Wrocławscy naukowcy odkryli, jako pierwsi na świecie, jeden lek na choroby cywilizacyjne, a więc na alzheimera, nadciśnienie, otyłość czy stres. Kluczem są fosfolipidy zwierzęce.

Naukowcy z Wrocławia wyodrębnili z kurzych jajek biosubstancje, które działają regenerująco na komórki organizmów żywych. Dzięki temu mogą być pomocne w walce chorobami cywilizacyjnymi, czyli z nowotworami, chorobą Alzheimera, chorobami serca i układu krążenia, ośrodkowego układu nerwowego, cukrzycą, osteoporozą i otyłością.

Badania dowodzą, że to te choroby są powodem 80 procent zgonów.

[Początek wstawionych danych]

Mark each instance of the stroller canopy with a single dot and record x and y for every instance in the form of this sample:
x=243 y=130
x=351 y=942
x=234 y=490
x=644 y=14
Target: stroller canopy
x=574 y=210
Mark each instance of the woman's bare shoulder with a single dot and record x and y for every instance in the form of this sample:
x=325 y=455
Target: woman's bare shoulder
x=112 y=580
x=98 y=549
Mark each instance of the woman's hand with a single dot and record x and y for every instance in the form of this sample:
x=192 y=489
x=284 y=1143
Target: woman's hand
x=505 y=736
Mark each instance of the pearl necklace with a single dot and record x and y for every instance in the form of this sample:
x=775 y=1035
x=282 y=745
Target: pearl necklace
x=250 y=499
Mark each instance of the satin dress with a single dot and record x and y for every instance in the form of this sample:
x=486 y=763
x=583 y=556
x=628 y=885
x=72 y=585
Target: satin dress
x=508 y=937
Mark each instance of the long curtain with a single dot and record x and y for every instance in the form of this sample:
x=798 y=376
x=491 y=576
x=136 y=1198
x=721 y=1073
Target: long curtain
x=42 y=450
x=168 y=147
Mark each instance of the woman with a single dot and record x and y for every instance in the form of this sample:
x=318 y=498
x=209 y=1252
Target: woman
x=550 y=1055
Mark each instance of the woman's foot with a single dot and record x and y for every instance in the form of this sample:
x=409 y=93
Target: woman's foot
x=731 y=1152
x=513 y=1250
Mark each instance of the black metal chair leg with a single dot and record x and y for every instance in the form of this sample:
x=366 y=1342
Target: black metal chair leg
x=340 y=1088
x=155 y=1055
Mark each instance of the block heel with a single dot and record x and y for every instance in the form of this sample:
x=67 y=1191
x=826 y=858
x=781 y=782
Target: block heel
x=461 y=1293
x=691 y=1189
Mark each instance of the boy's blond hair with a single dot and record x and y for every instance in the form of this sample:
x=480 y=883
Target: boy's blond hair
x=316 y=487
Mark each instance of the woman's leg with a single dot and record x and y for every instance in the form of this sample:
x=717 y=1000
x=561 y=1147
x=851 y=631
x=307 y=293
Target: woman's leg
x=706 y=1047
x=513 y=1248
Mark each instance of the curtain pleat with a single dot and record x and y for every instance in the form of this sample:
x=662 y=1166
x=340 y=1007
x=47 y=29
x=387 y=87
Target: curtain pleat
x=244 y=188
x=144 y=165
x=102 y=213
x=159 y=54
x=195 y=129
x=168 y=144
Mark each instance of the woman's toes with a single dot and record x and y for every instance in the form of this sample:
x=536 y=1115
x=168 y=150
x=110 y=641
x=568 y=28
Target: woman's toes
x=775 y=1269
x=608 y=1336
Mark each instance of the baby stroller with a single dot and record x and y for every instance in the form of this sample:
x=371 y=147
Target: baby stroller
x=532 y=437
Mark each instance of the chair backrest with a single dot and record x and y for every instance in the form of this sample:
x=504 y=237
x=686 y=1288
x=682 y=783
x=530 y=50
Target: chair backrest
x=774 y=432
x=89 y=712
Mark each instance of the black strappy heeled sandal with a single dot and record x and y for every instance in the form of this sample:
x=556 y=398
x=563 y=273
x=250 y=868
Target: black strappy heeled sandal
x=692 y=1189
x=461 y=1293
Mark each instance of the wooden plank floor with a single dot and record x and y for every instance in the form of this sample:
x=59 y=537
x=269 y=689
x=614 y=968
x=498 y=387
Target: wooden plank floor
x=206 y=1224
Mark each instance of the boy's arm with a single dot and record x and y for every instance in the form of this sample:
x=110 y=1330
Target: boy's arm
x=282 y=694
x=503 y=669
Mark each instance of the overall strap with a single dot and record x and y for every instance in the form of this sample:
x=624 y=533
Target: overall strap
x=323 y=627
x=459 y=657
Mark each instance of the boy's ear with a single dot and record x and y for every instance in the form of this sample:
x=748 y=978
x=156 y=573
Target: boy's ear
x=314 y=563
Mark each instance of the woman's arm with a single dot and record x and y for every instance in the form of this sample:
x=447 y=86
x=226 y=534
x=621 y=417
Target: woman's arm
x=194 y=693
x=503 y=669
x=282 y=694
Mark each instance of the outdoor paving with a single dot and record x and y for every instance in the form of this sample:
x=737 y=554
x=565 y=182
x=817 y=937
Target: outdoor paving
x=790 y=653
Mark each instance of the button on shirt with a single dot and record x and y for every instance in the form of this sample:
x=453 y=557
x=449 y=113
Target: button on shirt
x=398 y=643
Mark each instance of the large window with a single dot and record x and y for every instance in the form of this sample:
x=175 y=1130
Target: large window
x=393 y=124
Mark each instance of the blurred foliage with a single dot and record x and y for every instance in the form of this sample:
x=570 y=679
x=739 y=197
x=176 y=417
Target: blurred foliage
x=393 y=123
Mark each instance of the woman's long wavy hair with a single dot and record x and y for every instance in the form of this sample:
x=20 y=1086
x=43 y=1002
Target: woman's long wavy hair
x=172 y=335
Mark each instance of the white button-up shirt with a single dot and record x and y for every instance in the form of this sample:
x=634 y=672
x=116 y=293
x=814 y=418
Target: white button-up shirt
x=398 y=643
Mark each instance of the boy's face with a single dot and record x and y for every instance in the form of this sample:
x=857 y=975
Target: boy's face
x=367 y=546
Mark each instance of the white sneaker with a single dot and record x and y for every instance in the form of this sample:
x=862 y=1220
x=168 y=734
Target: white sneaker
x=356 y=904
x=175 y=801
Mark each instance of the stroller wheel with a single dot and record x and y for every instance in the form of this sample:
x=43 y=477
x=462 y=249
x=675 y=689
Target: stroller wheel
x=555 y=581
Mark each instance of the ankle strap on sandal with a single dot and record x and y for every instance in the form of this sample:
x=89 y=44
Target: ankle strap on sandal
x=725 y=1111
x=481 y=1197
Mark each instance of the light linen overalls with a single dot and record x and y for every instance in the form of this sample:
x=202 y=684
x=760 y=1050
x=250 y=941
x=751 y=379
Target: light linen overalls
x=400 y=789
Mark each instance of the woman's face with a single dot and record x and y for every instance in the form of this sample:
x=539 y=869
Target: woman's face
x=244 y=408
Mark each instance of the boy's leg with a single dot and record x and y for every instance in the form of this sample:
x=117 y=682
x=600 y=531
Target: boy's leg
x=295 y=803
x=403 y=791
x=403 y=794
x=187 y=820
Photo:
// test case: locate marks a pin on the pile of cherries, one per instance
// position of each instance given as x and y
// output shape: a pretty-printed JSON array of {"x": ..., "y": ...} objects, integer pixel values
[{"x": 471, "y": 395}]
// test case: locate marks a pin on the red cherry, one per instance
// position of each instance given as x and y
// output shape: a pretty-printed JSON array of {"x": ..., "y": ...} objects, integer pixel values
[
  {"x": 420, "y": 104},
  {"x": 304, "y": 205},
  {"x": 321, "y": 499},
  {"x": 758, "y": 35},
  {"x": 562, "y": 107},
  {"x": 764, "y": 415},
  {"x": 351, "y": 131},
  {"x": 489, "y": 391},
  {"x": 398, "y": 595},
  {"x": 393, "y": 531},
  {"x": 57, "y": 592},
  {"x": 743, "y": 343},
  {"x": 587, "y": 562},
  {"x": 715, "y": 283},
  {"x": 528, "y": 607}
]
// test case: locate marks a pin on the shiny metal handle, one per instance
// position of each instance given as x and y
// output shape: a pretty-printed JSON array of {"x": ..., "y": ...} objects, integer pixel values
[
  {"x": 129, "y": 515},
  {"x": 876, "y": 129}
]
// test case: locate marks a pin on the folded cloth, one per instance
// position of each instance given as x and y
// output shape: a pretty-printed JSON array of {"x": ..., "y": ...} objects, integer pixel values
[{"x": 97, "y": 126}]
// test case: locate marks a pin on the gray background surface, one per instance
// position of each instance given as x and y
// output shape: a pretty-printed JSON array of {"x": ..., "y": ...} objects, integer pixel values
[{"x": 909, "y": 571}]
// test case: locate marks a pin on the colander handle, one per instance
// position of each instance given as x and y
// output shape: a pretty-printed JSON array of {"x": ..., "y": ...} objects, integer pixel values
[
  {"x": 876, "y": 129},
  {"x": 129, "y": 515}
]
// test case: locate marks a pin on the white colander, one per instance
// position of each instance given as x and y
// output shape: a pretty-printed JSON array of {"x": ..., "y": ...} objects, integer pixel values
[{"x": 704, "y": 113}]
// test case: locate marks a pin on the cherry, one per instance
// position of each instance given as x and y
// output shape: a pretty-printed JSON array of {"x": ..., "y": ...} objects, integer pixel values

Lekarze i naukowcy biją na alarm, bowiem choroby XXI wieku przybierają rozmiary epidemii.

Fosfolipidy występujące w preparacie uzyskiwane są ze specjalnych, ulepszonych jaj, znoszonych przez kury karmione opatentowaną paszą. Możemy zdradzić, że w jej skład wchodzą między innymi algi.

Produkowane przez nas fosfolipidy poprawią ludziom jakość życia. Łagodzą stres i pomagają szybko odzyskać siły - mówi Cezary Rutke, prezes firmy, która będzie produkować preparat biomedyczny.

Leki chroniące mózg, serce i wątrobę, produkowane dzięki odkryciu wrocławskich naukowców, pojawią się w aptekach już za miesiąc.